I think many people have heard by now about the Proshares UltraShort ETFs, but options on these exchange traded funds only recently began trading. Tonight I used an option calculator to figure out if you get more leverage in the options on the Ultra ETF's as you do with the ETF's themselves. Here's a quick review on the idea behind the Proshares UltraShort fund for the Nasdaq 100 (QQQQ) from yahoo:

"The investment seeks daily investment results, before fees and expenses, which correspond to the inverse of the daily performance of the NASDAQ-100 index. The fund normally invests 80% of assets to financial instruments with economic characteristics that should be inverse to those of the index. It may employ leveraged investment techniques in seeking its investment objective."

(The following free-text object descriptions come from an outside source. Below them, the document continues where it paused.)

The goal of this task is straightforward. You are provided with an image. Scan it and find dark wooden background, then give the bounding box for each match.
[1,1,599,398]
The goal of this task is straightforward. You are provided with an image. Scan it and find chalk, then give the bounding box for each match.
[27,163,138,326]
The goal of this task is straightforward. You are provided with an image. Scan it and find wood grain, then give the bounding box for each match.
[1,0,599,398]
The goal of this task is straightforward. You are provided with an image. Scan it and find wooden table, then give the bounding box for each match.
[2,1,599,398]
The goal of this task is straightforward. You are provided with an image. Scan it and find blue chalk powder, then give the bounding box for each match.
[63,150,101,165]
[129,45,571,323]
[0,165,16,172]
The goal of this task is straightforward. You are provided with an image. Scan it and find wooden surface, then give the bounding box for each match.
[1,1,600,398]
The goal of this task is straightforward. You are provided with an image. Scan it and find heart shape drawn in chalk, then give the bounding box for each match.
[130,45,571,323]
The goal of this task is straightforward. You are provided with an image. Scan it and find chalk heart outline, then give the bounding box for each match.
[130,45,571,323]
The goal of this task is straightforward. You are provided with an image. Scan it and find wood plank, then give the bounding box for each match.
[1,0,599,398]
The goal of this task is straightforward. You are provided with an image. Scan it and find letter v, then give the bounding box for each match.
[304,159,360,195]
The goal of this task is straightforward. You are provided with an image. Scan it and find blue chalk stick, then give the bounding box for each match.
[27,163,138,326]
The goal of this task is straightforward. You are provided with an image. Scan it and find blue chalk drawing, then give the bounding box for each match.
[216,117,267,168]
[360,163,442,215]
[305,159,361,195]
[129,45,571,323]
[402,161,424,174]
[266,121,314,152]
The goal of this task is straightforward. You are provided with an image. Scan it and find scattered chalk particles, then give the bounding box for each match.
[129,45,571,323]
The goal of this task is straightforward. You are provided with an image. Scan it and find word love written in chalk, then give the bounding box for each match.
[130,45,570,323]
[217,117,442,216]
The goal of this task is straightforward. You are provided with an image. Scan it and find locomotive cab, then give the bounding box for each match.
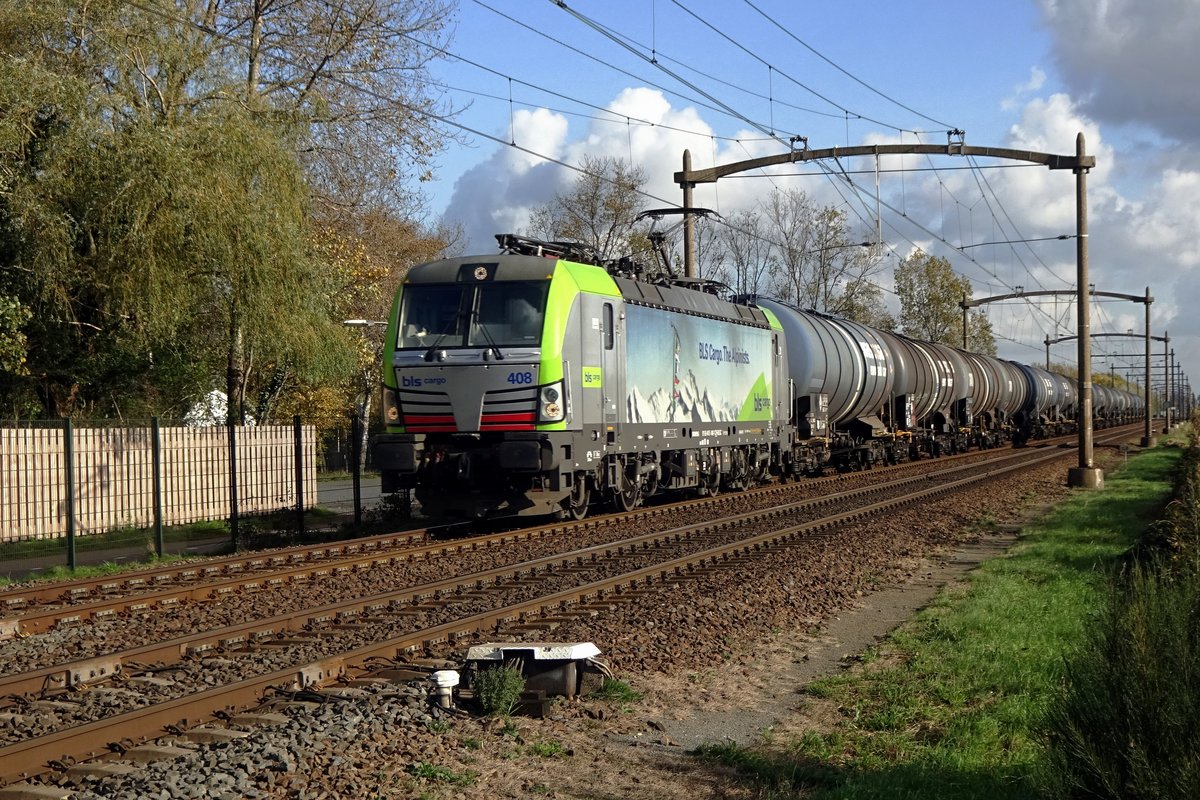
[373,253,593,518]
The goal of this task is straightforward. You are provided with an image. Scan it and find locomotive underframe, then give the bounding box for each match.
[377,428,785,520]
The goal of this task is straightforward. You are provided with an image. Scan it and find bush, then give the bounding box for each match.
[1046,415,1200,799]
[1047,557,1200,799]
[473,665,525,717]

While it doesn't explicitly say this above, the "Ultra" funds are supposed to return twice the return of the underlying investment. For example, if the Q's (nasdaq 1000 etf QQQQ) drops 1% then the UltraShort "QID" should go up 2%. If you look at a comparison between the two you can see that QID gets close but doesn't actually move quite that much. It looks more like 1.7x the inverse of QQQQ:

The idea is that investors can quickly and simply get short exposure in a way that moves faster than the broad market QQQQ. In some cases an investor might not have access to short selling, in an IRA account for example, so they can just buy QID instead.

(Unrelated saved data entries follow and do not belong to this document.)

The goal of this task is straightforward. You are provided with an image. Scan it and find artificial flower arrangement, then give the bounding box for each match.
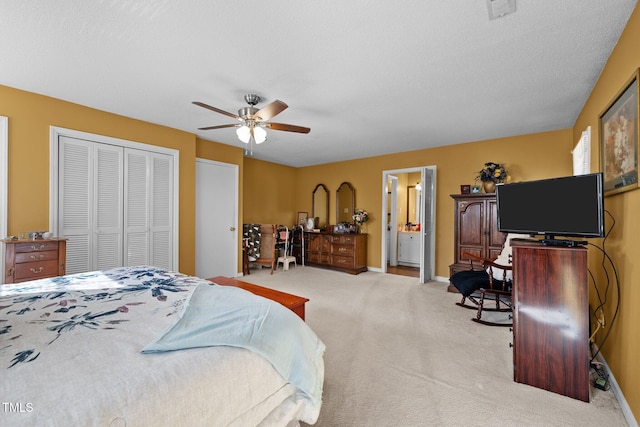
[352,209,369,225]
[476,162,509,183]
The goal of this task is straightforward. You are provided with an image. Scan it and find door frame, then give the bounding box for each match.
[0,117,7,284]
[49,126,180,270]
[381,166,437,283]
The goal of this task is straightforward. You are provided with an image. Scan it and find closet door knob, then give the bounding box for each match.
[229,227,236,231]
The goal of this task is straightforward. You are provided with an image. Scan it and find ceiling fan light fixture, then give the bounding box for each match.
[236,125,251,143]
[254,126,267,144]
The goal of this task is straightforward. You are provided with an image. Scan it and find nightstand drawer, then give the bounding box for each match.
[14,260,60,281]
[15,241,60,253]
[16,250,59,264]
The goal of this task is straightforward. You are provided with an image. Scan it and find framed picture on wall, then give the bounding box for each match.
[599,68,639,196]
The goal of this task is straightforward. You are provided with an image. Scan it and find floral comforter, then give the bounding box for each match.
[0,266,321,426]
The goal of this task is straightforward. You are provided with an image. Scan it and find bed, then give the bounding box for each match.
[0,266,325,426]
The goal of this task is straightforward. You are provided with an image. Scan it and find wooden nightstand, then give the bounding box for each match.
[3,238,68,284]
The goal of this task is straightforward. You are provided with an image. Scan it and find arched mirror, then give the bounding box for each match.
[312,184,329,228]
[336,181,355,223]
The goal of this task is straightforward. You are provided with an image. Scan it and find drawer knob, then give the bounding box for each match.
[29,267,44,274]
[30,244,46,251]
[30,254,46,260]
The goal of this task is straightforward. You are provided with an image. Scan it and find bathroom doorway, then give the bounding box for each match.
[381,166,436,283]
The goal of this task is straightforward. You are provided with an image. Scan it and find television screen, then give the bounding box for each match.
[496,173,604,242]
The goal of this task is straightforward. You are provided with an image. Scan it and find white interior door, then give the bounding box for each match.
[420,167,436,283]
[388,176,398,267]
[0,117,7,284]
[195,158,238,278]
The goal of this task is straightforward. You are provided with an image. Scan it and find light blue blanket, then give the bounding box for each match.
[142,283,325,410]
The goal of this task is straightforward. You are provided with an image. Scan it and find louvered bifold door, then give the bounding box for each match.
[124,149,150,266]
[94,144,124,270]
[59,137,92,274]
[150,153,173,270]
[124,149,174,270]
[59,137,123,273]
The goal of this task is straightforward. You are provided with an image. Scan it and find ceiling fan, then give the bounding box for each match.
[193,94,310,153]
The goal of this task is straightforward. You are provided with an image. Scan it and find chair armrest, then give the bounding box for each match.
[460,252,494,270]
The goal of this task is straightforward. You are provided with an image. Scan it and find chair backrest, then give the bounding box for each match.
[488,233,531,282]
[259,224,277,262]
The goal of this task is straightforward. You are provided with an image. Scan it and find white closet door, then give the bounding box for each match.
[150,153,173,270]
[124,149,150,266]
[124,149,174,270]
[59,137,123,273]
[94,144,124,270]
[55,128,176,274]
[59,137,92,274]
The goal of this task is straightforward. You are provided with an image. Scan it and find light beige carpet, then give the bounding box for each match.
[240,266,629,427]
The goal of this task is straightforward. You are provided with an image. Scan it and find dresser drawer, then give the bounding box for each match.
[14,241,60,253]
[16,250,59,264]
[331,243,354,257]
[14,260,60,281]
[331,255,355,268]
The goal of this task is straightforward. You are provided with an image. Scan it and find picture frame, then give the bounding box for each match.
[297,211,308,226]
[599,68,639,196]
[460,184,471,194]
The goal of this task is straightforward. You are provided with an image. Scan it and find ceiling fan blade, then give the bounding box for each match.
[266,122,311,134]
[193,101,239,120]
[255,100,288,121]
[198,124,238,131]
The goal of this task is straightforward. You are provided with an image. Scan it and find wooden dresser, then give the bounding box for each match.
[3,238,67,284]
[306,232,367,274]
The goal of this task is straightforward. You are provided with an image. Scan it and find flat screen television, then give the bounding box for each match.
[496,172,604,246]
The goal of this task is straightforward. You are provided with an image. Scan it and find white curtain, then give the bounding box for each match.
[572,126,591,176]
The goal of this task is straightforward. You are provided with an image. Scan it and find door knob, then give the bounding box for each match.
[229,227,236,231]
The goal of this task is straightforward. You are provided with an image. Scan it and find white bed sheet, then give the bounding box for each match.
[0,266,322,426]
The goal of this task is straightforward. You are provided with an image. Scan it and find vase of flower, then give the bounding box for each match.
[483,181,496,193]
[352,209,369,234]
[476,162,509,194]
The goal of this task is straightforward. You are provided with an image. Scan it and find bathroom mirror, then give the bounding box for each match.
[312,184,329,228]
[407,184,421,226]
[336,181,355,223]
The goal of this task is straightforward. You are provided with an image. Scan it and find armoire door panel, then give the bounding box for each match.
[458,201,484,246]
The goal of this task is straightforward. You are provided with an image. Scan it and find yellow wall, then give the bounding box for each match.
[573,3,640,419]
[242,157,297,225]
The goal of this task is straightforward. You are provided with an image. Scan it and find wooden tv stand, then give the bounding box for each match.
[208,276,309,321]
[511,240,590,402]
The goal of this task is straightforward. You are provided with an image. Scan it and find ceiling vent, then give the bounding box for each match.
[487,0,516,20]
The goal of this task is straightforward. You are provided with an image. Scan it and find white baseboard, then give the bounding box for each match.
[594,349,638,426]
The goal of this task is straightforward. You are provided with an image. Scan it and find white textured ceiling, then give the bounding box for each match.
[0,1,637,167]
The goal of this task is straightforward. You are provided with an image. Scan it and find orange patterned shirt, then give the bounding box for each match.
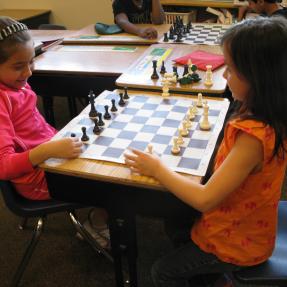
[192,119,287,266]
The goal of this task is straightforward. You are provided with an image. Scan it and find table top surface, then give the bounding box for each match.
[116,43,226,94]
[160,0,235,8]
[39,89,220,191]
[63,24,171,45]
[0,9,51,20]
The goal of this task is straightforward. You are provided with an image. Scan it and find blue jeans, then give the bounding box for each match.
[152,236,242,287]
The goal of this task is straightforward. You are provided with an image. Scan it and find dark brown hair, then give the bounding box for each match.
[0,16,31,64]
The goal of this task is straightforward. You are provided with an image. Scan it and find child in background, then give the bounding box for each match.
[124,17,287,286]
[0,16,110,250]
[112,0,165,39]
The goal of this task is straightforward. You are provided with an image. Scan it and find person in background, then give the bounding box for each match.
[112,0,165,39]
[124,17,287,286]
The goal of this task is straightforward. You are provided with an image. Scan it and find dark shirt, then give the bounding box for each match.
[112,0,153,24]
[271,7,287,19]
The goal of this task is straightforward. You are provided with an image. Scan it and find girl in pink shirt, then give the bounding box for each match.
[124,17,287,286]
[0,16,83,200]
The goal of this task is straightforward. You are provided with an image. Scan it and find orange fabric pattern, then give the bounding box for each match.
[192,119,287,266]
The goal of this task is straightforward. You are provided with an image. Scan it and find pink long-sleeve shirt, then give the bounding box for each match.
[0,82,57,200]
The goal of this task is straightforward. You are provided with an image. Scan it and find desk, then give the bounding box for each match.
[40,89,229,287]
[62,24,171,45]
[0,9,51,29]
[116,43,226,95]
[30,30,148,126]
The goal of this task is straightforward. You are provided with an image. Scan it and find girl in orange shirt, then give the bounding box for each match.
[124,17,287,286]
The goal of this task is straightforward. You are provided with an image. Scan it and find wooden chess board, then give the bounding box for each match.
[53,90,229,176]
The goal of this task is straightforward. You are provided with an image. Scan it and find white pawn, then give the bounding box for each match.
[161,77,170,97]
[192,100,198,114]
[200,101,211,130]
[171,137,180,155]
[204,65,213,87]
[181,121,189,136]
[147,143,153,154]
[196,93,203,108]
[177,128,184,145]
[187,59,193,74]
[188,106,195,120]
[185,115,192,129]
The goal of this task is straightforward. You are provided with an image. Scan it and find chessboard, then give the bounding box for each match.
[159,23,230,45]
[53,90,229,177]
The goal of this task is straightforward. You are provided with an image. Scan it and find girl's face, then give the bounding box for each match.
[0,39,35,90]
[223,43,250,102]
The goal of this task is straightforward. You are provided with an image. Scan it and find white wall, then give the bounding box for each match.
[1,0,114,29]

Ok, what if you are crazy bearish and you want to make the most money possible. You might think that you could get extremely high leverage using options on an already more leveraged QID. In otherwords, you might expect that QID calls would move faster than than the QQQQ puts on a percentage basis. Well, you would be wrong. In fact, it seems like you would have even less leverage among other drawbacks to the idea.

I'll admit, I got excited when I heard about QID options and bought a few calls today. But after closer inspection using this free option calculator provided by the cboe, I realized that the extra volatility is priced into the UltraShort options. The QQQQ have around 30% implied volatility while the QID options have around 60%, so double. In othewords, the options have twice the percentage move priced in to their premium. That translates into roughly the same gain in contract value if the expected move occurs. So if QQQQ goes down 5%, and QID goes up 10% then the equivalent options on both will increase in value roughly 90%.


My results are summarized in the image of the option calculator above. I assumed the move in QQQQ's was about 5% lower and I picked the option that would be at the money after that move, similarly I assumed the move in the QID would be up 10% and picked the contract that would be closest to the money. I also assumed that the implied volatility would remain constant. There are errors in this calculation but the result implies that if QID does not actually move at twice the inverse of the QQQQ then the QID options will actually perform worse. And the thing I hate most about the UltraShort options is that they are very illiquid, there are very large spreads on some of these and the volume is super low. I can tell you that I will be getting out of my QID calls soon to try and replace them with QQQQ puts, its really the way to go.

1 comment:

SpearDriver said...

Thanks for the analysis. I was getting ready to follow you on those QID calls.